Max Pooling about to change
hey,
I’m about to commit some fugly but necessary changes to how MAX pooling is treated by PetaVision.
the problem I was running into was that when MAX pooling over a deep layer, say S2, with say nf > 1K, the old PetaVision method was convolving over the entire weight cube, which is nxp * nyp * nf, which becomes very large when pooling over a large region (12x12x1536 in my case). The vast majority of the weights in the cube are zero, only weights connecting neurons with the same feature index are non-zero, and all of those are identically 1. Yet the weight vector itself was over 20GB, just to store 1 scalar that of course I don’t even need! Anyway, to circumvent these issues, I’ve added IF statements to PetaVision that avoid ever allocating a weight vector if the accumulate type is max_pooling or sum_pooling and the receiveFromPostPerspective = false.
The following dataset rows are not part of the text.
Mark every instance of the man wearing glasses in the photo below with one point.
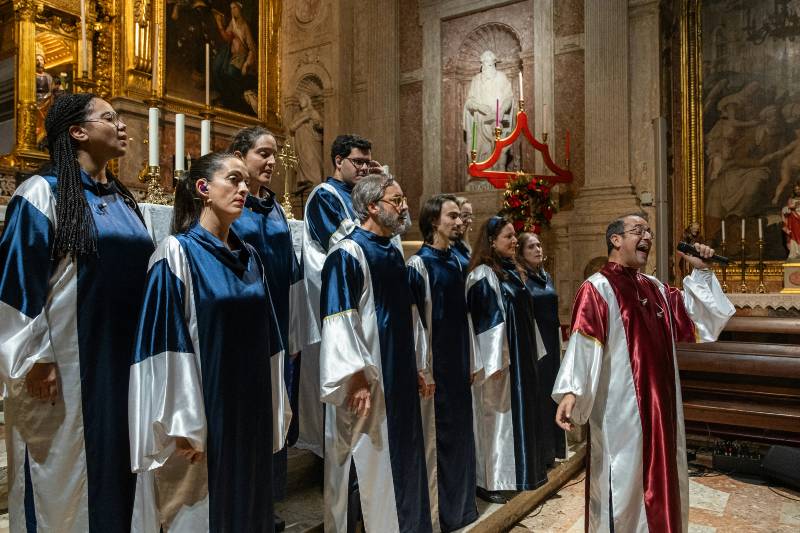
(328, 218)
(620, 375)
(369, 373)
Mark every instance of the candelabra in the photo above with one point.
(289, 160)
(724, 268)
(743, 285)
(761, 287)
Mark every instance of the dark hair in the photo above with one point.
(617, 227)
(430, 212)
(483, 253)
(246, 138)
(188, 206)
(343, 144)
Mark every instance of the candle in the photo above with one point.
(152, 135)
(208, 75)
(205, 137)
(179, 140)
(84, 47)
(154, 77)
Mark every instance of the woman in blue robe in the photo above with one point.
(437, 287)
(200, 395)
(264, 226)
(508, 400)
(73, 259)
(545, 305)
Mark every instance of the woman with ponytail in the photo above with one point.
(200, 394)
(73, 259)
(508, 401)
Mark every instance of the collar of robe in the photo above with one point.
(237, 258)
(262, 206)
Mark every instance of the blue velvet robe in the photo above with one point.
(437, 286)
(545, 306)
(368, 326)
(508, 400)
(80, 314)
(201, 371)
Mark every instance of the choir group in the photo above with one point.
(157, 389)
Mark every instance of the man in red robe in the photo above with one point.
(620, 375)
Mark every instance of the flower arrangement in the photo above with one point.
(528, 204)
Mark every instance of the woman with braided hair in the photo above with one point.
(73, 259)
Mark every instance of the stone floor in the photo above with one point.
(718, 504)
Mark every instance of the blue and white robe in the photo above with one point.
(437, 287)
(508, 400)
(368, 326)
(68, 463)
(328, 218)
(201, 371)
(263, 225)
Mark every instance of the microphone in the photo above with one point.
(688, 249)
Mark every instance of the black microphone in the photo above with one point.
(688, 249)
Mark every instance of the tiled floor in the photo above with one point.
(718, 504)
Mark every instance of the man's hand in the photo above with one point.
(42, 381)
(184, 448)
(358, 395)
(697, 262)
(564, 412)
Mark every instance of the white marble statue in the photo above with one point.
(485, 90)
(307, 131)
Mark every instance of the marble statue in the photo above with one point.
(485, 90)
(307, 131)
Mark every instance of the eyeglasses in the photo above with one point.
(639, 231)
(397, 201)
(110, 118)
(359, 163)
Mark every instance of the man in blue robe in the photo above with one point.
(437, 285)
(328, 217)
(369, 377)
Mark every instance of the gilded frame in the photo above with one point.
(692, 193)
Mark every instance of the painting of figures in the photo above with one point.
(231, 30)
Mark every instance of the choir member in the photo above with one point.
(328, 217)
(460, 242)
(264, 226)
(200, 396)
(620, 375)
(508, 401)
(437, 286)
(545, 306)
(368, 372)
(73, 260)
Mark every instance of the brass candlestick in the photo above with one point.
(289, 161)
(724, 268)
(761, 288)
(743, 286)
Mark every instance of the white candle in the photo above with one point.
(152, 136)
(84, 47)
(154, 77)
(208, 74)
(179, 140)
(205, 137)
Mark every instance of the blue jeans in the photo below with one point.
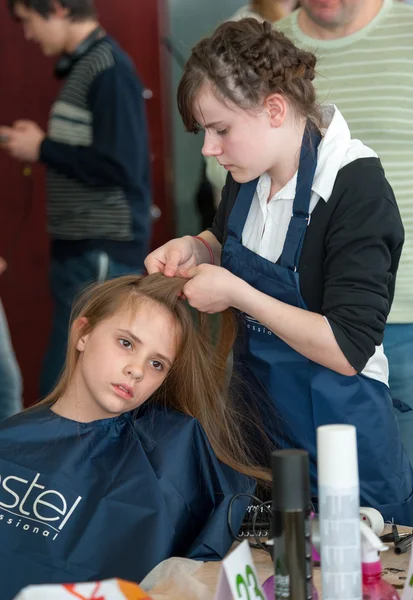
(398, 346)
(10, 377)
(67, 279)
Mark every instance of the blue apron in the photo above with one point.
(113, 498)
(296, 395)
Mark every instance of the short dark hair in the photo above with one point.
(79, 10)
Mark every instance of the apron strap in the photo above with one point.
(241, 209)
(300, 219)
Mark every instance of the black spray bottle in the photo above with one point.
(292, 526)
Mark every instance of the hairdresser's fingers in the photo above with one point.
(173, 260)
(154, 264)
(189, 272)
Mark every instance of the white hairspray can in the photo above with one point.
(339, 508)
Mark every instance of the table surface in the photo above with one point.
(394, 571)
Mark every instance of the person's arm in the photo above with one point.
(363, 247)
(307, 332)
(119, 150)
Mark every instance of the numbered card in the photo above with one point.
(408, 586)
(238, 579)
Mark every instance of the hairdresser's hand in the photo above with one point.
(173, 257)
(212, 289)
(23, 140)
(3, 265)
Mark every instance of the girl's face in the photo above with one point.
(124, 360)
(242, 141)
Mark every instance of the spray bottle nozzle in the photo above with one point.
(371, 545)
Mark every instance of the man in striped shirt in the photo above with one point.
(365, 67)
(96, 153)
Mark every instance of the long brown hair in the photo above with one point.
(196, 383)
(245, 61)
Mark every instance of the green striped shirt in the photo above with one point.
(369, 76)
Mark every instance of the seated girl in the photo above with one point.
(134, 456)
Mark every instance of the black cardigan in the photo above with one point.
(350, 256)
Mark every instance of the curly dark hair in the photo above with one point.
(245, 61)
(79, 10)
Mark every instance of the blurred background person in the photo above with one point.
(10, 376)
(97, 157)
(365, 52)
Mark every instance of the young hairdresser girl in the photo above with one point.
(308, 236)
(90, 490)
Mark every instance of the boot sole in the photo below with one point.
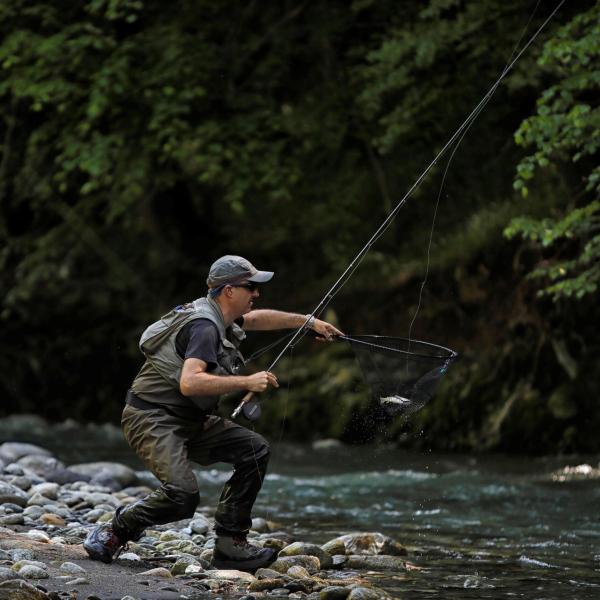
(94, 555)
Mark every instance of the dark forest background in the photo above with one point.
(141, 140)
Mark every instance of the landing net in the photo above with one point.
(403, 374)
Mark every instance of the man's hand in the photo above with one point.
(325, 330)
(258, 382)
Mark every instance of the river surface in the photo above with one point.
(491, 527)
(475, 526)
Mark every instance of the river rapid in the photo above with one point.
(475, 526)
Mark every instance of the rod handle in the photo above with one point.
(245, 399)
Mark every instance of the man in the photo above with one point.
(192, 358)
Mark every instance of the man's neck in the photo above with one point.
(228, 317)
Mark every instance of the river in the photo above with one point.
(475, 526)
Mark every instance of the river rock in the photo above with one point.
(52, 519)
(310, 563)
(38, 500)
(361, 593)
(72, 568)
(365, 543)
(298, 572)
(8, 574)
(40, 464)
(64, 476)
(267, 573)
(38, 536)
(20, 481)
(33, 572)
(13, 494)
(17, 589)
(334, 592)
(49, 490)
(129, 556)
(157, 572)
(123, 475)
(301, 548)
(17, 554)
(263, 585)
(360, 561)
(182, 563)
(232, 575)
(78, 581)
(12, 451)
(13, 519)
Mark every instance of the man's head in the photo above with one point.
(233, 281)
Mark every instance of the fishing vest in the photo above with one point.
(158, 346)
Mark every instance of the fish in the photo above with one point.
(395, 400)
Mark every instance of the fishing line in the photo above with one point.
(506, 66)
(344, 277)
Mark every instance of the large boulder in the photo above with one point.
(12, 494)
(301, 548)
(40, 464)
(365, 543)
(381, 562)
(310, 563)
(17, 589)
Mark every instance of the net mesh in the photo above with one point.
(402, 374)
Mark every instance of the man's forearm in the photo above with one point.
(205, 384)
(267, 319)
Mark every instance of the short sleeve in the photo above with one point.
(202, 341)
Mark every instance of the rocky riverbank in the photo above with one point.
(47, 509)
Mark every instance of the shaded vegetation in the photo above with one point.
(140, 141)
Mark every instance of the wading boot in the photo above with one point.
(106, 541)
(237, 553)
(103, 543)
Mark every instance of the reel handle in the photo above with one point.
(251, 409)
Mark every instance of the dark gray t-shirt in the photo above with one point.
(197, 339)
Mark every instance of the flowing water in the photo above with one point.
(491, 527)
(475, 526)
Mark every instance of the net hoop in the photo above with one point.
(442, 353)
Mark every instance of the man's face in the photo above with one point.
(242, 297)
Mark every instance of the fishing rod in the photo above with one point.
(250, 408)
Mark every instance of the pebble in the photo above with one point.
(129, 556)
(158, 572)
(301, 548)
(17, 589)
(64, 513)
(78, 581)
(73, 568)
(14, 519)
(52, 519)
(33, 572)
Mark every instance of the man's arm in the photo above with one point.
(195, 381)
(267, 319)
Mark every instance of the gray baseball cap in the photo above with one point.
(233, 269)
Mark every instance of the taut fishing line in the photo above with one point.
(251, 407)
(437, 203)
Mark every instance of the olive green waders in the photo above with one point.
(168, 445)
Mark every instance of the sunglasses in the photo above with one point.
(249, 285)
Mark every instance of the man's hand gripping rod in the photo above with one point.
(252, 409)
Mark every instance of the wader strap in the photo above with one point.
(193, 414)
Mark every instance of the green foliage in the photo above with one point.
(138, 143)
(566, 128)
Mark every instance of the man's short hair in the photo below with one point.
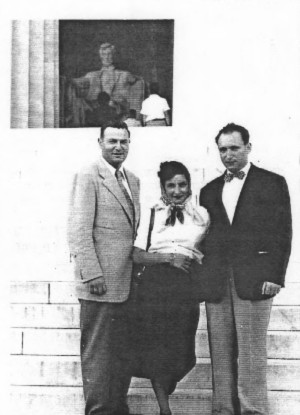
(230, 128)
(154, 88)
(106, 45)
(114, 124)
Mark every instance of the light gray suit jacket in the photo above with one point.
(101, 231)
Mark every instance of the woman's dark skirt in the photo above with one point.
(164, 324)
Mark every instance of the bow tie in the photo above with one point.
(229, 176)
(176, 212)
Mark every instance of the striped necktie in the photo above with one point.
(119, 177)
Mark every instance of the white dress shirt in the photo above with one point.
(231, 193)
(113, 172)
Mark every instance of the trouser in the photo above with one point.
(104, 357)
(237, 331)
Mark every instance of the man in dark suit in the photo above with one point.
(246, 255)
(104, 213)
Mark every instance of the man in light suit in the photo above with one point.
(104, 213)
(246, 255)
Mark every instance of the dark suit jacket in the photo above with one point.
(101, 231)
(256, 246)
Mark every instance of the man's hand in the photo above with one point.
(181, 261)
(97, 286)
(269, 288)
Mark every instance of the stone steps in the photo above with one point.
(37, 341)
(45, 362)
(67, 316)
(62, 292)
(66, 371)
(69, 400)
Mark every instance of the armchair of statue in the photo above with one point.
(78, 95)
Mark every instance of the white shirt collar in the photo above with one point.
(244, 169)
(112, 169)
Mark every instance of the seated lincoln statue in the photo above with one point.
(121, 86)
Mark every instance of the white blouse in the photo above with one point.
(182, 238)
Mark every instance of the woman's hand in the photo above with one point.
(181, 261)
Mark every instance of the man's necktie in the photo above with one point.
(229, 176)
(119, 177)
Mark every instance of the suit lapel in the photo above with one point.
(110, 182)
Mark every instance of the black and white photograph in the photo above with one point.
(151, 270)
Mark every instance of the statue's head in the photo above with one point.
(106, 52)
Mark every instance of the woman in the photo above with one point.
(167, 305)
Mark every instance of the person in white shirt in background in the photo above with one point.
(155, 109)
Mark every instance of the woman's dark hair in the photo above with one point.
(169, 169)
If the latter is true, we need to take a transpose, which requires the weights to exist. Anyway, all of this is hopefully going to get cleaned up going forward but for the moment: if you are using MAX pooling, my commit will break your code unless you are max pooling from the post perspective. To use max pooling in the future, you should set: weightInitType = “MaxPoolingWeight” and receiveFromPostPerspective = false.
Hopefully, I haven’t broken anything else. all the system tests pass and my own complicated 2-layer sparse model with a layer of max pooling and a layer of sum pooling and an SLP backend, seems to be working.